The European Common Consolidated Tax Base vs the tax gap

Posted by Christie Malry on May 12, 2011 at 10:02 am

Ritchie writes today about tax simplification, in which he says:

... if tax is not an impediment ... but minimising compliance cost and maximising tax recovery to minimise the tax ga[p] so that the tax rate can be kept as low as possible for those honest companies who seek to comply with their obligations is a priority then of course one system that saves admin cost and eliminates transfer pricing problems is a massive boost to efficiency.

He is muddling up his concepts here. Because CCCTB, the quasi Soviet acronym used for the Common Tax Base, is nothing to do with the tax gap. So it won't, indeed can't, impact the tax gap.
You can tell this by looking at the draft directive on CCCTB. This is full of differences between local accounting, most of which will be IFRS based, and the way CCCTB will operate. So a company that behaves itself and follows the tax law to the letter will still have deferred tax in relation to items that are taxed at a different time to the way they're recognised in the accounts.

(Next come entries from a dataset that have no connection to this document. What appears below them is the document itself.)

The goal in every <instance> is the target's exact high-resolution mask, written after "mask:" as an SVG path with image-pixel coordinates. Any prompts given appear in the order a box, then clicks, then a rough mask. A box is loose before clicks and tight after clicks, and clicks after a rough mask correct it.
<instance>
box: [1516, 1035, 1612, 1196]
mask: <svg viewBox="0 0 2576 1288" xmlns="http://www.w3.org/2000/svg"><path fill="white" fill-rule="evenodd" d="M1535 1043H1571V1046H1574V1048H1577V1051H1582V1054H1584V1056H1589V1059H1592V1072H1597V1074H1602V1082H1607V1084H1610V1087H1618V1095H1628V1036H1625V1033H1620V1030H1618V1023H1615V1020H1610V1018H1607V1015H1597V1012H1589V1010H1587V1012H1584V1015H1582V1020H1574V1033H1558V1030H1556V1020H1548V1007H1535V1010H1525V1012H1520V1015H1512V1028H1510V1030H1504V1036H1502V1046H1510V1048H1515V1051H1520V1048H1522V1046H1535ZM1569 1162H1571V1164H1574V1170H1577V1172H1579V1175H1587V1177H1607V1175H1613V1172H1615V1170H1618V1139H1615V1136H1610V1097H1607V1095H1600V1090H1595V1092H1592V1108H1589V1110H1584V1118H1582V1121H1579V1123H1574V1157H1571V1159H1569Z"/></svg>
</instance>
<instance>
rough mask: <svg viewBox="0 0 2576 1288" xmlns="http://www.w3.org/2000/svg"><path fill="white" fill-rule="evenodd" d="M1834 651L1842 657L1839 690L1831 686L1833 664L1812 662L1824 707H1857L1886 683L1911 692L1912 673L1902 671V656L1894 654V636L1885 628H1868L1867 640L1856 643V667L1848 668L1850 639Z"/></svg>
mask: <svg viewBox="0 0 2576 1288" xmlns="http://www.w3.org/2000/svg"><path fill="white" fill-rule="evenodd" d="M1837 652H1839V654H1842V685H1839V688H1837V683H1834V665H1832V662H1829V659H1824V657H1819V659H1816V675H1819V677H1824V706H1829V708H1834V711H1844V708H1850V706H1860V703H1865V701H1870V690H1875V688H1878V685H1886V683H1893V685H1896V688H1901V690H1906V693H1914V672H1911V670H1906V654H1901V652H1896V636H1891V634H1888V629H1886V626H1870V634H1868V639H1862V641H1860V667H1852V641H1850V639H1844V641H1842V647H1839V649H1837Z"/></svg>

There will also continue to be reconciling items in the note to the accounts which shows how the notional tax on the accounting profits at the local statutory is related to the actual total tax charge. This is because countries will continue to set their own tax rates, which may be more or less than the home country rate.

And companies that operate outside the EU will still face transfer pricing issues in relation to that business. So the Vodafones and Barclays of this world will still have to remove smelly, ignorant UKuncut protestors from their high street stores. It's no wonder that UK business is totally underwhelmed by CCCTB.